JUST ME AND 6,000 RATS by Rick Walton and Mike and Carl Gordon

Screen shot 2016-05-02 at 6.32.48 AM

 

An amusing romp that introduces readers to the meanings of different conjunctions.

 

 

A boy and his 6,000 rats go to a city and visit a school, a baseball game, a restaurant, and a skyscraper, along with some other sites. Each odd numbered page ends with a conjunction, and the page turn reveals the end of the complex sentence. The story is told from the boy’s point of view, and he is oblivious to the effect his 6,000 rats are causing. So this is one of those books where there’s an ironic distance between the events as they’re being narrated and the actual occurrences. That set-up plus the hilarious antics of the mice in the pictures delight third and fourth graders.

A sample page turn:

After lunch, we thought it would be fun to visit a school. We learned a lot ALTHOUGH…

we weren’t impressed with the students’ behavior.

This is not a book to use to teach sentence combining. In fact, the author uses commas incorrectly. But it is a nice one to add levity to the task of learning how to make compound and complex sentences. You could have each kid write a version where the boy and his rats go to a different destination using some conjunctions you have selected.
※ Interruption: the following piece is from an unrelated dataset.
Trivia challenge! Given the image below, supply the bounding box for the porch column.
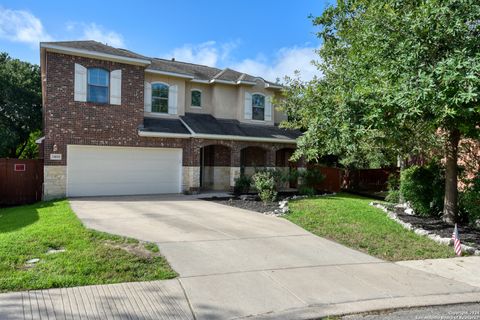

Or you could have the class tell a group story where one child tells the first half of the sentence and ends with a hanging conjunction. The next child takes over by completing that sentence, and setting up the next storyteller with a simple sentence and conjunction. You can also make a Bingo game to practice combining simple sentences with conjunctions. I haven’t found one for sale, so I’m showing my homemade one in this month’s READING GAMES.